Closed MattBlissett closed 6 years ago
First draft ready for comments: https://www.gbif.org/faq?question=what-is-an-orphan-dataset
I can add a short text under the registration section with a link to an FAQ item describing it in details.
Something along. This dataset has been adopted by GBIF. [What is an adopted dataset?]
What is the field I should look for @MattBlissett? machineTags
with namespace=orphans.gbif.org AND name=orphanStatus AND value=AWAITING_ADOPTION
? Or how do i recognise datasets that should have this description?
Just a note on terminology: let's agree on when to use the terms orphan(ed), rescue(d), adopt(ion). I thought adoption was only when a publisher agrees to take over the dataset, but looking a the Github Wiki, it seems a bit fuzzy. My suggestion would be:
@ahahn-gbif, @kcopas - comments?
+1 @dnoesgaard
Going too far with the analogy, the datasets we export but host ourselves could be considered fostered.

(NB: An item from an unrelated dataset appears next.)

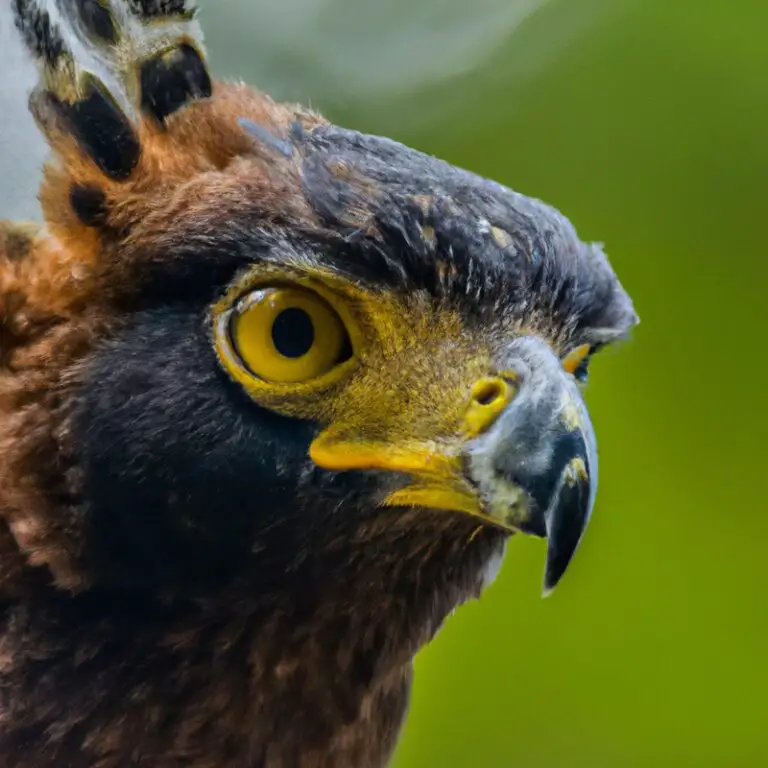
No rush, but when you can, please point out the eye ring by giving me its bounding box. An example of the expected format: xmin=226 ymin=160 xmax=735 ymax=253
xmin=227 ymin=286 xmax=352 ymax=384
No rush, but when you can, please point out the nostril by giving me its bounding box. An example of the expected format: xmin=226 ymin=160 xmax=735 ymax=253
xmin=470 ymin=379 xmax=508 ymax=406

I agree that adoption is only once a publisher takes over. Morten, you can recognize the RESCUED
value. We may later use extra values like ORPHANED
and ADOPTED
, but only RESCUED
needs anything for the moment.
I can change the hostname of https://orphans.gbif.org/ if that doesn't fit with the comms around this.
I'm starting the export of orphan datasets, beginning with those that have never been crawled since the ingestion process was rewritten before 6 November 2013.
Verbatim data will be exported as a GBIF download (kept forever) then adjusted to be in a Darwin Core Archive suitable for import. These archives will be kept on https://orphans.gbif.org/, until they are "adopted" by a node.
The existing Endpoint will be removed, and a record kept in a machine tag in case the publisher enquires in the future. A new HTTP endpoint will be added. A record of the GBIF download used is in another machine tag.
If a node wants to adopt a dataset, the export script can be rerun (it will use the original GBIF download rather than the adjusted archive for re-import) and a suitable structure for import into an IPT can be produced.
This needs to be explained, so I think we need an FAQ entry which can be linked from the dataset page.
We should make minimal changes to the dataset page; just an additional entry under "Endpoints" explaining that the dataset was orphaned and is now hosted by GBIF.
The first dataset is this one; Morten can see the machine tags in the API call: https://www.gbif.org/dataset/857bce66-f762-11e1-a439-00145eb45e9a — https://api.gbif.org/v1/dataset/857bce66-f762-11e1-a439-00145eb45e9a
Assigning Andrea, Morten and Daniel to work out what comms and website edits need to be done.